Totalement soporifique, jamais drôle, je suis totalement passé à côté de ce film. Probablement parce que j'ai trouvé le côté "brut de pomme" du personnage principal assez déplaisant. Et pourtant je suis très client du cinéma de Bruno Podalydès. C'est certainement un film qui ne m'était pas destiné.
Quel ennui ! Une vraie épreuve que de terminer ce film, qui n'a ni queue, ni tête.
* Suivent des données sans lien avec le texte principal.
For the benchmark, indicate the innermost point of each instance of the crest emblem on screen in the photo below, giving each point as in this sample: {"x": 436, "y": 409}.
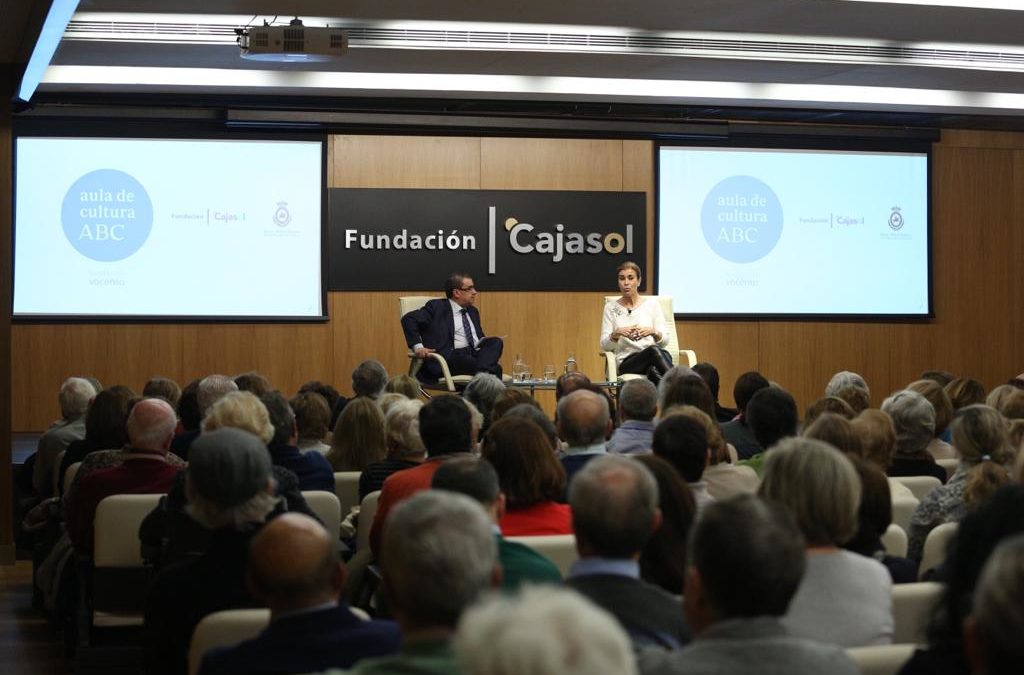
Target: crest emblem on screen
{"x": 741, "y": 219}
{"x": 107, "y": 215}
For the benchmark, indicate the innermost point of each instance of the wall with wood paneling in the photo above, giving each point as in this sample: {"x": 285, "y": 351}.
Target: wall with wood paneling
{"x": 978, "y": 209}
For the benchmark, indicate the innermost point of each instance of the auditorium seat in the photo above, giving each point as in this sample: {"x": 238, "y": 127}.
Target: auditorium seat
{"x": 327, "y": 508}
{"x": 920, "y": 486}
{"x": 881, "y": 660}
{"x": 560, "y": 549}
{"x": 679, "y": 356}
{"x": 346, "y": 487}
{"x": 935, "y": 546}
{"x": 912, "y": 605}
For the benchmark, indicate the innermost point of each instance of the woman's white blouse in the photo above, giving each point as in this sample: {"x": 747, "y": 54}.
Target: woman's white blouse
{"x": 647, "y": 314}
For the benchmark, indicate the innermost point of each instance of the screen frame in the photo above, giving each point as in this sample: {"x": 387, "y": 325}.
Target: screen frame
{"x": 76, "y": 129}
{"x": 830, "y": 143}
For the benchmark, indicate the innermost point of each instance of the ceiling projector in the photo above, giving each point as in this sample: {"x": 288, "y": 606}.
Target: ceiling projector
{"x": 292, "y": 43}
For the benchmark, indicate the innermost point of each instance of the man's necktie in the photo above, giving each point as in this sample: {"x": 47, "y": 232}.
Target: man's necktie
{"x": 467, "y": 330}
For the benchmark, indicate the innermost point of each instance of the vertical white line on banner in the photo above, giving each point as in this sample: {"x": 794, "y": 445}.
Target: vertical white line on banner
{"x": 491, "y": 240}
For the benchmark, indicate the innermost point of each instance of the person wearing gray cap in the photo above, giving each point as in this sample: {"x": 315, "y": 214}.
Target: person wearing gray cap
{"x": 230, "y": 492}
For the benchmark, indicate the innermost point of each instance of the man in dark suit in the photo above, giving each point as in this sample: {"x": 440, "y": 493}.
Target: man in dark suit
{"x": 452, "y": 328}
{"x": 294, "y": 568}
{"x": 614, "y": 512}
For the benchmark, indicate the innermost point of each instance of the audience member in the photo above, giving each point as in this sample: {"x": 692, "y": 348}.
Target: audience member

Je ne sais toujours pas où voulait en venir le réalisateur. Les personnages sont en outre pas attachants pour un sou. Et Bécassine, elle est bête ou c'est un génie (rien que de se poser la question prouve bien que ce film est affligeant) ? À fuir.
Une adaptation plutôt correct mais hélas qui tombe des fois dans la caricature et qui n’a pas un très grand intérêt... Un casting qui tient plutôt la route mise à part Emeline Bayart que je ne trouve pas au niveau. Le scénario manque de fil conducteur. Comédie divertissante (même si le rythme est plat à certains moments) pleine de bons sentiments, mais bêta.
Tu aimes la baston, les super-héros, les monstres intergalactiques gluants ? Ce film est pour toi... Car il va te nettoyer les neurones. Charmant, désuet, poétique. Il y a vraiment un auteur derrière ce film.